It's funny to see the dress-code stuff and the corporate thrashing-about to continue to try and fit everyone into the Western cultural binary.
My last employer (Apple) was a good bit looser when it came to the engineering staff tucked in the corporate headquarters. They were also quite transition-friendly. A couple acquaintances transitioned MtF while I was there, with no issues, lots of HR handholding to make sure the workplace handled it well, and minimal drama and dress code friction.
Sometimes I wish I had transitioned there, in my 40s. But, it is what it is, I'm full time and have been for a while, am happy, and loving my current life in spite of self imposed tasks and stresses.

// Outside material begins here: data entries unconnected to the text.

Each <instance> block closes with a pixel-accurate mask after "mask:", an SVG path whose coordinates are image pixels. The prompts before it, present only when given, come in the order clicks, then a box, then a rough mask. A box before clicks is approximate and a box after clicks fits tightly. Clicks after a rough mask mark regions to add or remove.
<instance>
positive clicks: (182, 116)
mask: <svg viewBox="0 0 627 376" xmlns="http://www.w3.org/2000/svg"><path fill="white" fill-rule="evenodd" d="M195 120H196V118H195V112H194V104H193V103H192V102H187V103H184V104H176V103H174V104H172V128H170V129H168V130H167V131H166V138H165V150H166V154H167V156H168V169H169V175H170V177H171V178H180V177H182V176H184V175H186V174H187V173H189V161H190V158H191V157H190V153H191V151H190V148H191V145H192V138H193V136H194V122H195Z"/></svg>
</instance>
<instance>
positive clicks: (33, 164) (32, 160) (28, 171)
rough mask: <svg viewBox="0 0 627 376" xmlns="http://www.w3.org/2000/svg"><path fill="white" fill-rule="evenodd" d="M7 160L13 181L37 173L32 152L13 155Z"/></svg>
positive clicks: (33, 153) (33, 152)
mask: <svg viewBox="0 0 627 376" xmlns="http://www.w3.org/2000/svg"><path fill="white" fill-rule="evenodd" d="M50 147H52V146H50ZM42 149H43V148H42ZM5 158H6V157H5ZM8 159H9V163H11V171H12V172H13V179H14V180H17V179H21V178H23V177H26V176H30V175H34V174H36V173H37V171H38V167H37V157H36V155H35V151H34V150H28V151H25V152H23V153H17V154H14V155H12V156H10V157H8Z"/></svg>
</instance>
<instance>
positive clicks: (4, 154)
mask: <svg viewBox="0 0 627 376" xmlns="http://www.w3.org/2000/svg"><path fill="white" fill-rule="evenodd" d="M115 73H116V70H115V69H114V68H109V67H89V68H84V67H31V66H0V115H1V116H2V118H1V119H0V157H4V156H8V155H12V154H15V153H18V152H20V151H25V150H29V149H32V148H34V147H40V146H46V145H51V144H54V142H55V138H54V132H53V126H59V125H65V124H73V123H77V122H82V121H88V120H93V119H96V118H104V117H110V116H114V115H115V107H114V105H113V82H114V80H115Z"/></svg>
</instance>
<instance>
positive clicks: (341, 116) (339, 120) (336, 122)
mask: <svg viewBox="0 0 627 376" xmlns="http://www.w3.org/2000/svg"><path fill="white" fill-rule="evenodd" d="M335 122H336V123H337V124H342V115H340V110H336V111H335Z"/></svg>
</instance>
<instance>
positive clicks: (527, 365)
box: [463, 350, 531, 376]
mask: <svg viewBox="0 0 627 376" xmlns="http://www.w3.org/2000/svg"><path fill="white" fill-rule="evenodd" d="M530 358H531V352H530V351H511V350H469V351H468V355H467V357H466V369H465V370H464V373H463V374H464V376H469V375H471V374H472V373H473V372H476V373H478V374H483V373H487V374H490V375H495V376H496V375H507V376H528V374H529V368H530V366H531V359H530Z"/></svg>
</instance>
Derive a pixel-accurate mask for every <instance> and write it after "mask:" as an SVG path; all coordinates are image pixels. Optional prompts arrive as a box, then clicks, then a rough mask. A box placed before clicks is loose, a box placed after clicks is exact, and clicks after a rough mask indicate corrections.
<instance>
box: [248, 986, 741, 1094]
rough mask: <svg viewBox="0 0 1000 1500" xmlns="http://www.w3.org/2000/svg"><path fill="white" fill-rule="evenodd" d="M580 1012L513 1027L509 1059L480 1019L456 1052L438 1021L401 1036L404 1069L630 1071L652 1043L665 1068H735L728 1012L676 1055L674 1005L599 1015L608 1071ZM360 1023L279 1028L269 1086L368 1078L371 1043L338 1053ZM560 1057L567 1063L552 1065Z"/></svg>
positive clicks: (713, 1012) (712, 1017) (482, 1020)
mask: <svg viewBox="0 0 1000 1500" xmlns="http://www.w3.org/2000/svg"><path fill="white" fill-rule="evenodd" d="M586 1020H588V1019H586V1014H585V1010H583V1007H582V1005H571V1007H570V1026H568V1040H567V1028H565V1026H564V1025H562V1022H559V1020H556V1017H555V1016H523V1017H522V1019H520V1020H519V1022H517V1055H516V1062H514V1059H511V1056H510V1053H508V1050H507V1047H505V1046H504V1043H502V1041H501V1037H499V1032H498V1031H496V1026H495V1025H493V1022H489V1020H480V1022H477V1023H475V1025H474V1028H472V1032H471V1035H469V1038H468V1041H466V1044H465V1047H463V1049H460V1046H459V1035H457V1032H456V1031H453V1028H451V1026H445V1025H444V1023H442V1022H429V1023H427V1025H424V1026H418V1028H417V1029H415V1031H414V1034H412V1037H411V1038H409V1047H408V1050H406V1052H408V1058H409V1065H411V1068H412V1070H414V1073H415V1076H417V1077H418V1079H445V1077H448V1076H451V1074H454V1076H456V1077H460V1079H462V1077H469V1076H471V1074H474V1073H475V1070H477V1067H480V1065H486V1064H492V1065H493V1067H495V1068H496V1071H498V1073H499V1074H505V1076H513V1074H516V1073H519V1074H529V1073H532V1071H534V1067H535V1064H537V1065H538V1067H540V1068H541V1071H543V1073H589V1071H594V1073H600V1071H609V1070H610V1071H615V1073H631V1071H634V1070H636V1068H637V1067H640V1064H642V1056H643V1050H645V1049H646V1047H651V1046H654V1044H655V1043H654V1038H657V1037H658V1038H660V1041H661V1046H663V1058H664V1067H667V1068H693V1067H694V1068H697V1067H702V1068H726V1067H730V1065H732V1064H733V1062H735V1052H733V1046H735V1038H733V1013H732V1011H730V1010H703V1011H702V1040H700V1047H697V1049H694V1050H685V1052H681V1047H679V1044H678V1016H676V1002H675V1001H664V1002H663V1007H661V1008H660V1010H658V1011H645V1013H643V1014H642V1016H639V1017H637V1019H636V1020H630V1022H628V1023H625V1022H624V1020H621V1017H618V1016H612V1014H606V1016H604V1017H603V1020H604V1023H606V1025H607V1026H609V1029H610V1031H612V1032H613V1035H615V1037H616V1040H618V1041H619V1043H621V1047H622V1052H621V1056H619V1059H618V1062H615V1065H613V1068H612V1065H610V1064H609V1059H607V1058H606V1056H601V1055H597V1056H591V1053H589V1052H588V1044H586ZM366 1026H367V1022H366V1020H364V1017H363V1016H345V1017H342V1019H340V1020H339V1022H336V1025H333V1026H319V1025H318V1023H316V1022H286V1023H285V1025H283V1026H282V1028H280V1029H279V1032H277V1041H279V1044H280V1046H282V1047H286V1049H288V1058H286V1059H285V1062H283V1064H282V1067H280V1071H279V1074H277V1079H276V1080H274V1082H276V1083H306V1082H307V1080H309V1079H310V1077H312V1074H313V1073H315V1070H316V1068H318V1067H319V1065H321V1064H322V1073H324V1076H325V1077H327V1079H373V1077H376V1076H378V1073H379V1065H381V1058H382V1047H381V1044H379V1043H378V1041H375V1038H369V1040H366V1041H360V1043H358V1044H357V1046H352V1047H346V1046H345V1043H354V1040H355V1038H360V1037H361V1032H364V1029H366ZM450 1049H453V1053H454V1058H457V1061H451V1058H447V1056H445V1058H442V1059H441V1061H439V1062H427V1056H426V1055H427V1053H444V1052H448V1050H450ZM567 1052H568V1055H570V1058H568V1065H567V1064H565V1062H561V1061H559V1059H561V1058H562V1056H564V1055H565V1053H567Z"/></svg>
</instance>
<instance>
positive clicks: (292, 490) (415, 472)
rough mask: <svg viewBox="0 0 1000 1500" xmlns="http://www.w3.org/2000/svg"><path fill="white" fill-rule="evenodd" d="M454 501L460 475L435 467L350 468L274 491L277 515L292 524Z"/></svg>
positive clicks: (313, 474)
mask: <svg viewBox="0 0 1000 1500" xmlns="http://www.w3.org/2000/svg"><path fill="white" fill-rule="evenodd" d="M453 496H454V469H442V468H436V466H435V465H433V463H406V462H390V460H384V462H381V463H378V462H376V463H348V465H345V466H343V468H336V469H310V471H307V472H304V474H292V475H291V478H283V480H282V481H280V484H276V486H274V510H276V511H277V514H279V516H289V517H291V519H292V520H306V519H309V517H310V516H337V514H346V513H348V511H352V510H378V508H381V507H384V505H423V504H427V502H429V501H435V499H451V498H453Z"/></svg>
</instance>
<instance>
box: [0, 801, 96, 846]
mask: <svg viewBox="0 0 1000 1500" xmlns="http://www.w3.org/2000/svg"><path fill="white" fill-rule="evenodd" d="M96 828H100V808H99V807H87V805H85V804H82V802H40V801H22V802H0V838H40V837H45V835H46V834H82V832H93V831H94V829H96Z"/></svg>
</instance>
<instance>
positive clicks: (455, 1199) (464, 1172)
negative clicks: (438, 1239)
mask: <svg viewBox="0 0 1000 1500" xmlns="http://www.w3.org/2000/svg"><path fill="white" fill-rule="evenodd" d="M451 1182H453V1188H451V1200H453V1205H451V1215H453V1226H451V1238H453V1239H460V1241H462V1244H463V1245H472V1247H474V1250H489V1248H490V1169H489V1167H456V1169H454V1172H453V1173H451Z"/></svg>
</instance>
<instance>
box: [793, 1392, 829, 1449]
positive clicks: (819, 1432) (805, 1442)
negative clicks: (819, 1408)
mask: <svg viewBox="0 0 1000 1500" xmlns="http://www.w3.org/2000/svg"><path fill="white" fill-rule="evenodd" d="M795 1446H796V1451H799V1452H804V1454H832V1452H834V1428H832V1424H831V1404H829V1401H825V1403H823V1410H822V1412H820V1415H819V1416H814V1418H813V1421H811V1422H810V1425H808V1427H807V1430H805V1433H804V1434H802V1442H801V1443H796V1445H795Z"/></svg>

I'm out in the world every day, not hiding, and rarely have issues. Right now I'm sitting in a Black Bear diner after my electrolysis appointment, just eyebrows and lipstick, dark Merlot cowl top and matching skinny jeans. No issues, no misgendering. Not even a glance from anyone. My friendly regular waitress knows, and we chat, mostly wedding plans (hers) and family stuff (mostly hers). She knows what I am up to, of course, as I do share.
Every day is my Transgender Day of Visibility, but hardly anyone notices.
Every once on a great while I'll notice someone looking hard as they walk past, the occasional old lady scowling at this heathen transgressor. Sometimes a younger woman looking, then smiling. I smile back.
Occasionally I catch a man looking, but their focus is not in my face. Ahem. "My eyes are up here."
I hardly pass, but people just don't look that closely, and rarely assume that someone might be a transgender person. They are more concerned with not tripping, with crossing the street safely, with that shopping list or that meeting with their boss. That they might be sharing a restaurant or sidewalk with a trans woman rarely, if ever occurs to them.
The biggest risk is the bored idler, deliberately looking for their next victim to harass or bully. They're rare where I usually am, only occasionally turning up at rail stations or outside neighborhood hangouts, and they won't go after someone who looks confident and is moving quickly.
That look of self confidence, shoulders back, head high, back straight is far more important for passing on the street than FFS. People won't bother anyone who looks like they belong there.
Looking nervous, hunched over, shoulders drawn inward, on the other hand reads as "hiding something". Now others are provoked by their own instincts to figure out what we are hiding with that posture, looking closer, until... we are clocked.